Northrop Grumman has successfully completed the testing of preflight template sunshield layers installed on NASA's James Webb Space Telescope.
The company tested the tennis-court-sized sunshield's template layer five, which keeps the telescope cool and further assists in imaging the faint infrared light.
During the test, the engineers used the laser tracking instrument and a laser radar unit to measure the 3D shape of the test layer in two diverse orientations, which include face-up and rotated 180° to face-down.
The obtained measurements were then compared with an analytical model, which predicted the behaviour of the ultra-thin material in close to zero gravity environments.
Northrop Grumman Aerospace Systems Webb sunshield manager Jim Flynn said: "The as-built and measured membrane was within .36in root-mean-squared of the 3D shape the model predicted, over an area as large as a tennis court, which is remarkable."
The sunshield membrane layers, made of Kapton, will cool the telescope to a temperature of -375°F and will avoid the observatory's own heat from blinding its infrared sensing instruments.
Northrop Grumman said that the template or test layers were being used to validate processes and performance prior to the fabrication of the flight sunshield layers.
The company has also successfully completed qualification testing of six gearmotors or actuators, which allow the sunshield layers to open up during Webb's travel, further demonstrating engineering design and allows it to proceed with the production of flight hardware.
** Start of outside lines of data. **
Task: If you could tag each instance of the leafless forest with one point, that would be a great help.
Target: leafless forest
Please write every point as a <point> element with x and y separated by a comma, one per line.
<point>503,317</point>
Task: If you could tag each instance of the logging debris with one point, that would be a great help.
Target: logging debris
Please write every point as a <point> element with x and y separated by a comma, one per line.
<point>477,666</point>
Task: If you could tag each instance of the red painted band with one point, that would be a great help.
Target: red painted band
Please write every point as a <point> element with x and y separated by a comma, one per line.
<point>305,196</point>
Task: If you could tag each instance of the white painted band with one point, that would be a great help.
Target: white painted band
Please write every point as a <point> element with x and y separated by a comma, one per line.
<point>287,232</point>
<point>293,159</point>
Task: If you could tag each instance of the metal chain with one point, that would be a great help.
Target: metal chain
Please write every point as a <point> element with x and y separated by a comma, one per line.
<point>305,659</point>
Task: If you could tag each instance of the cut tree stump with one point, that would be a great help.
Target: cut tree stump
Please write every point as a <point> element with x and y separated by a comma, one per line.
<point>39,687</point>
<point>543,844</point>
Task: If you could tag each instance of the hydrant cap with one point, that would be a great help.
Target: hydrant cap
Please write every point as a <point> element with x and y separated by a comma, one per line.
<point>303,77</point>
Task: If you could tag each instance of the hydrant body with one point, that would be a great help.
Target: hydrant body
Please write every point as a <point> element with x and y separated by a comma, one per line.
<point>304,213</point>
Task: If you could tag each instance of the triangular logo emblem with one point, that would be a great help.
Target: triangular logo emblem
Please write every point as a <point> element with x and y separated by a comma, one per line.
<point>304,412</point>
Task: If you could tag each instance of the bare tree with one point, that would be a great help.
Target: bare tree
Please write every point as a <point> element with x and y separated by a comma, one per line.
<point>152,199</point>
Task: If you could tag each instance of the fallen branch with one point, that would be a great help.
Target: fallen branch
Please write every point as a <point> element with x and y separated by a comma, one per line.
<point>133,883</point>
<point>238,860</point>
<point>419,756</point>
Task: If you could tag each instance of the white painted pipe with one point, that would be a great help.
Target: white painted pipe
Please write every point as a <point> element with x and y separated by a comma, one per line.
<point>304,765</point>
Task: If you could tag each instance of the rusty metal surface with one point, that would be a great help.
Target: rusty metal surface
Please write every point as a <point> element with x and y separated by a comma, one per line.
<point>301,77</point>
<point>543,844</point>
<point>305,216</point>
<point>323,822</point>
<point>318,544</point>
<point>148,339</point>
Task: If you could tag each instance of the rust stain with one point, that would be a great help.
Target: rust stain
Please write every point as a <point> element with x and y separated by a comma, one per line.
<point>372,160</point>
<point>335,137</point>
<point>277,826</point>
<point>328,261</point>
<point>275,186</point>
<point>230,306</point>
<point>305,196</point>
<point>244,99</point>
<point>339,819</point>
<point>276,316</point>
During the test, gearmotors were exposed to tough tests to replicate the effects of severe temperature variations, vibrations, operating loads and performance all through the unit's life.
Successor to the Hubble Space Telescope, the James Webb Space Telescope is a joint project of NASA, the European Space Agency (ESA) and the Canadian Space Agency and is claimed to be the most powerful space telescope ever built.
The Webb telescope will allow monitoring the most distant objects in the universe, offer images of the first galaxies formed and examine planets around distant stars.
Image: Webb will travel nearly one million miles from Earth to reach its orbit. Photo: courtesy of ESA.